> However it seems you have probably not followed mails I have sending
> carefully enough. I have raised this issue on the list way back and
> got some feed back too. I have found based on feedback the main uses
> of the RH header to be Explicit Traffic Engineering as well as for OAM
> purposes (something the IETF has underplayed for a long time). There
> is a paper by Geoff Huston (I am not totally sure it was him), that
> gives some use cases for operators.

What I mean by "find a use" or "find a customer", is not to point to
some generic, hand-wavy "it would be nice" from some third party. It
is to get the customer/user who has a real problem to solve to come
and explain what that problem is, so we can talk about about how to
solve it.

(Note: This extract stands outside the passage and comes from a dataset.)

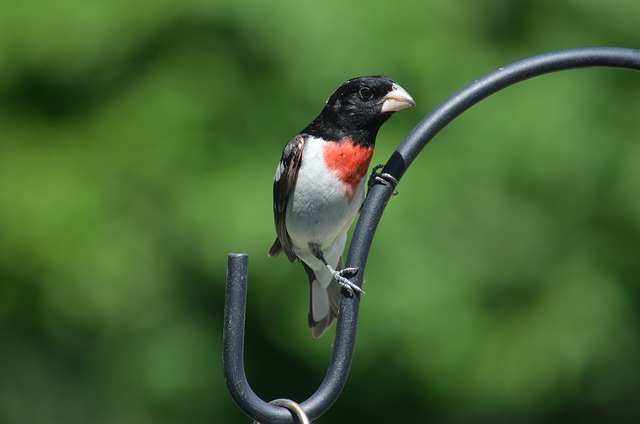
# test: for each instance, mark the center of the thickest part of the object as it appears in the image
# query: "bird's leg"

Anything short of that risks development of a solution  in
search of a problem. The IETF has a lot of experience with that, and
it is mostly negative.

It's easy to find _possible_ uses. What we should be looking for is a
problem that needs solving, for which a routing header really is a
good/best solution, not just a "cool" or "neat" solution.

> Having been the one to have identified the amplification attacks
> around a couple of years ago, I realize the problems and related
> security issues. However I am not sure of how you say there are no use
> cases. I got the information asking that very question on the list. It
> would be great if you can let me know what you base your assumptions
> on?

RH0 has been part of IPv6 for more than a decade. Remind of _who_ has
used it or is using it, and what critical applications take advantage
of it. I believe the answer to the question is pretty much the empty
set. That is what I mean there being "no use cases".